Leading article Australia

The Finkel farrago

17 June 2017

9:00 AM

17 June 2017

9:00 AM

By what authority does the Turnbull government believe it has a mandate to lay waste to the economy and destroy our children’s patrimony? And by what authority does the Shorten opposition believe it has a mandate to do even worse?

These two seem to want to turn us into the Venezuela of the South Seas. With the world’s largest oil reserves, Venezuela’s politicians reduced their once proud country into importing petrol, sustained blackouts and food queues. Is this what Turnbull and Shorten want for Australia?

Don’t get excited looking for answers to our energy crisis within the pages of the Finkel ‘blueprint’. It will in no way cure the disaster that is the Renewables Energy Target and it won’t reduce the exorbitant electricity bills the politicians have imposed on the nation. Finkel in no way questions the Turnbull government’s disgraceful commitment to the Paris Accord, announced the very day after Donald Trump was elected, to do what India, China and Trump’s US don’t even promise to do and which many other signatories will never do − cut CO2 emissions savagely by 26 to 28 per cent by 2030.

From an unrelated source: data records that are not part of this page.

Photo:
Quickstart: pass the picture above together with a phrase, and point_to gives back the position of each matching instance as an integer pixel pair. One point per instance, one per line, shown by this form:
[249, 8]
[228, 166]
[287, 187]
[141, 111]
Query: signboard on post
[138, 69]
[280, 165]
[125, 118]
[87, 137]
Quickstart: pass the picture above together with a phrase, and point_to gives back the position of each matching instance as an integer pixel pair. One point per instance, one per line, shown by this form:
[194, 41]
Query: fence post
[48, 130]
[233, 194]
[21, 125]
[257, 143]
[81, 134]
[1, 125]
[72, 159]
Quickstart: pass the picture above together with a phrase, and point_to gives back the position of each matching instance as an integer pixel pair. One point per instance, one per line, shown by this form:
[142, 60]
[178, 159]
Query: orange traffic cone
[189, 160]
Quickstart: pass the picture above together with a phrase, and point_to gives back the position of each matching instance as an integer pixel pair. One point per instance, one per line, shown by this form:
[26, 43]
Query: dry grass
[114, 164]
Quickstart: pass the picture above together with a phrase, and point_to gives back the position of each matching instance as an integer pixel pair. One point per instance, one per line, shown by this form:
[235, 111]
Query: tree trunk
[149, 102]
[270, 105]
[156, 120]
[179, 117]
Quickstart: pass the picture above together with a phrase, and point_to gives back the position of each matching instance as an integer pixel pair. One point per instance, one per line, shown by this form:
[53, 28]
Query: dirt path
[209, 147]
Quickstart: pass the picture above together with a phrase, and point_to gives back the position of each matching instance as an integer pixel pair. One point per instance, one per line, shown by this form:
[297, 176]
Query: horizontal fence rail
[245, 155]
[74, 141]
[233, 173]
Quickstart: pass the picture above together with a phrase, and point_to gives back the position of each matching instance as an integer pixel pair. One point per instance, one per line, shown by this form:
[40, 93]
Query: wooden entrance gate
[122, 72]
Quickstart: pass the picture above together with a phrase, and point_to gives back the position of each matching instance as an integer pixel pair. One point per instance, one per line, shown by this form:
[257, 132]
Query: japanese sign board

The reductions Finkel promises are just not real. While inexplicably increasing the target to a Labor-lite 42 per cent, Finkel claims prices won’t rise as fast as at present. This is explained by − you guessed it − a computer projection. Like the IPCC’s disastrously wrong climate modelling, perhaps? Another application, perhaps, of the principle purgamentum init exit purgamentum – garbage in, garbage out.

One caller to Alan Jones’ vast radio audience summed it up: the electricity bill for a similar business to his in America is about one third of his local bill. Our politicians are forcing him to move his business there. This is not an isolated example. Since the politicians began their insane meddling in the market, wholesale electricity prices have gone from around $50 a megawatt hour to about $150 − a disaster for just about every business dependent on electricity. Meanwhile, the electricity bills of the nation’s struggling families are going through the roof. And for what? This insanity won’t change the temperature by any discernible amount, as the brilliant Ian Plimer points out in this week’s issue.

With the exception of Tony Abbott and the 22 ‘braves’ in the partyroom, as well as Cory Bernardi and Pauline Hanson’s One Nation, neither side of politics could care less about the fact that they’ve succeeded in turning this very low energy cost country into a nation with one of the world’s highest energy costs.

With their own hypocritically massive carbon footprints, all our politicians seem to think about is lining their own pockets. Even those rivers of gold they garner from each and every first preference vote are not enough. They’re open to generous ‘donations’ from sources close to the Chinese Communist Party, even when they’re warned against this by ASIO. There’s a stench of treachery about politicians who accept these ‘donations’ and happily agree to the bargain basement sell-off of our prime agricultural land as well as heritage and even security assets to much of the same source. And when they leave Parliament early, declaring solemnly it’s to spend more time with the family, their very generous pensions are not enough – they sign up, sometimes almost immediately, to massive returns as door openers, deal greasers, lobbyists or other sleazy activities.

They’d better wake up before the people, who increasingly suspect or realise they’re being taken for a ride, throw them out. An Essential poll reveals not only Liberal voters (55:15) but all voters (47:21) are are now far more concerned that rising energy costs and the stability of the energy supply should be prioritised over reducing carbon emissions.

Both the ‘Turnbull Coalition Team’ and Labor have been warned.

Gillard’s folly

Quelle surprise! A draft paper by the Productivity Commission on the costs of the $22 billion National Disability Insurance Scheme specifically points the finger of blame at the Gillard government for jeopardising the entire project with its poor ‘planning processes, supporting infrastructure and market development’. Worse, the ‘success and financial stability’ of the entire project has been put ‘at risk’ by the Gillard government’s unseemly haste to strike ill-considered deals. Yet rather than using this analysis to slam its political opponents and drastically cut back on an unaffordable scheme, the Turnbull government has adopted the program. As usual, taxpayers are the biggest losers.